C'est dans le dépassement de la souffrance que réside le cheminement humain ?

Et que réside la psychothérapie qui, à mon sens, contrairement à ce que l'on dit d'habitude, n'est pas la recherche du "pourquoi" de mes troubles. Elle consiste plutôt à partir de moi, au sens complet, avec toutes mes souffrances, mon nom, mon signe astrologique, mon histoire, ma famille, etc., pour en faire une œuvre (que les autres considéreront éventuellement comme belle) à travers laquelle, de création en création, je vais pouvoir me transformer. L'art-thérapie, c'est le « pour-quoi ? »

Partant de ma douleur, de ma folie, de tous mes états limites, de mon approche de la mort, etc., vers quoi suis-je en chemin, qu'est-ce que je peux faire de tout cela, qui contienne une partie d'invisible ? Il y a tout ce mouvement de tension vers le haut, pour désigner... quelque-chose, qui existe ou non, on ne sait pas, mais la thérapie participe à tout ça. Attention, je ne suis pas mystique! Pour moi, comme dit Jankélévitch, le monde n'a pas de sens, c'est à nous de lui en donner un.

Pierre Doussaint : « Je demande à ceux qui travaillent avec moi d'oublier qui ils sont, d'imaginer qu'ils sont comédiens, d'arriver dans l'imaginaire à projeter leur propre dépassement. Chorégraphie « Mi-anges, mi-démons ».
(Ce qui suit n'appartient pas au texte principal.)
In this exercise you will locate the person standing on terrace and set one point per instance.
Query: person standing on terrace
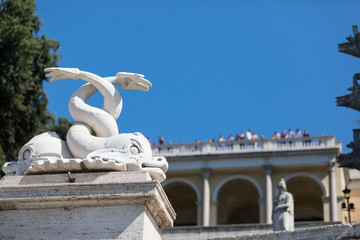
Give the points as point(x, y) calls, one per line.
point(230, 139)
point(248, 135)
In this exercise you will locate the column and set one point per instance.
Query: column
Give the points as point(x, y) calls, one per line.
point(332, 191)
point(206, 197)
point(268, 194)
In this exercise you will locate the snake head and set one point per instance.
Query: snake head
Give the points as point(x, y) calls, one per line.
point(132, 150)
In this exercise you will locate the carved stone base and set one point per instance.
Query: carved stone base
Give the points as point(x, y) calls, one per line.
point(112, 205)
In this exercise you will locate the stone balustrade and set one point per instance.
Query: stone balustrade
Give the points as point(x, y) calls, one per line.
point(245, 146)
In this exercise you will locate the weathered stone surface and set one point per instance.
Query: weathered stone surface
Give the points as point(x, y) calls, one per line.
point(228, 231)
point(340, 232)
point(114, 205)
point(93, 142)
point(283, 212)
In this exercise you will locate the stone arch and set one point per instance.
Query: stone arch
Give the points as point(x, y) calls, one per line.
point(183, 196)
point(218, 187)
point(308, 192)
point(309, 175)
point(237, 200)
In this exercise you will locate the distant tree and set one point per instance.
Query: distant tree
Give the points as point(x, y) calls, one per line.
point(23, 56)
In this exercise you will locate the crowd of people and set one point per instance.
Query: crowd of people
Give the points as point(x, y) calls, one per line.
point(249, 135)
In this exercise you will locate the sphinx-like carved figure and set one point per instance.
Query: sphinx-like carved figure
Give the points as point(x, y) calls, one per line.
point(92, 142)
point(283, 212)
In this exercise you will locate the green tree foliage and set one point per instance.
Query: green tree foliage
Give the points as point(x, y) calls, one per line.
point(61, 125)
point(23, 56)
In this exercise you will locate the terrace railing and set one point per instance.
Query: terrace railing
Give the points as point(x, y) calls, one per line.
point(265, 145)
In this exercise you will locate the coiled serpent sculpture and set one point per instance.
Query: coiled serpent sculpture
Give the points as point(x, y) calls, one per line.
point(92, 142)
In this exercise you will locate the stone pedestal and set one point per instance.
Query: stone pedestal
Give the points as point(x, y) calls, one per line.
point(107, 205)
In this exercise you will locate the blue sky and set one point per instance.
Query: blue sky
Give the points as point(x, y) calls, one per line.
point(217, 67)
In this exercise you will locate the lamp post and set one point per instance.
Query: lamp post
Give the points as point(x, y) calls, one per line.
point(347, 206)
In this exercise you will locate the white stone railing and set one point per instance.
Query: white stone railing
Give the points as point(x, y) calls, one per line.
point(203, 148)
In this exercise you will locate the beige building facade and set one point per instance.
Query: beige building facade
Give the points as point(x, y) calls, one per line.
point(214, 183)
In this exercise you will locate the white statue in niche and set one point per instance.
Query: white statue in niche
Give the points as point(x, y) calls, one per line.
point(283, 212)
point(93, 142)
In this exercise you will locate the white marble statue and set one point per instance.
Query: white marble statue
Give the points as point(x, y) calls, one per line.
point(283, 212)
point(93, 142)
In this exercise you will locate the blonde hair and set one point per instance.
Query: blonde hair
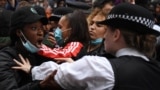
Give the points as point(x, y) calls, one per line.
point(95, 12)
point(23, 4)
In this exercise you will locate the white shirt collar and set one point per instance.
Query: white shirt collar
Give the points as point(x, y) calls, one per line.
point(130, 52)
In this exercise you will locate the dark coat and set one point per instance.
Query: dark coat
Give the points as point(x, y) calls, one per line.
point(11, 79)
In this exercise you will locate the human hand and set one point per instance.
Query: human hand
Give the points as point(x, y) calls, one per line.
point(24, 65)
point(59, 60)
point(51, 38)
point(49, 83)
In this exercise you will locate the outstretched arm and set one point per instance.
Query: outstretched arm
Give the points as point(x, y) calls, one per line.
point(24, 65)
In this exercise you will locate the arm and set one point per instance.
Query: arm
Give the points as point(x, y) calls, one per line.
point(38, 72)
point(88, 73)
point(70, 50)
point(12, 79)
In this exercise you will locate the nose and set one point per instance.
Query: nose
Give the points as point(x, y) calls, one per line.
point(92, 27)
point(40, 32)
Un sens qui nous dépassera néanmoins
toujours...

Et sera éternellement masqué ! « Ne demande jamais ton chemin à quelqu'un qui ne le connaît pas, car tu ne pourrais pas t'égarer! » dit Rabbi Reichman de Bratslav. Saint Jean de la Croix lui répond: « Pour aller où l'on ne sait pas, il faut passer par où l'on ne sait pas. » Hermann Hesse ajoute: « Rien n'est plus ennemi du savoir que la volonté de savoir. »

Toutes ces phrases sont un peu des masques. Et l'art-thérapie, c'est un peu cela aussi, que résume bien Oscar Wilde qui conclut : « Donnez un masque à l'homme, il vous dira la vérité. » Je pense que la clarté crue n'est pas forcément le meilleur chemin vers la lumière. C'est-à-dire que de mettre des sous-titres, des significations pour définir les gens arrête le processus plutôt qu'il ne l'accompagne. Il s'agit certes de ne pas rester dans l'obscurité, mais pas non plus dans la clarté aveuglante. Plutôt dans la pénombre.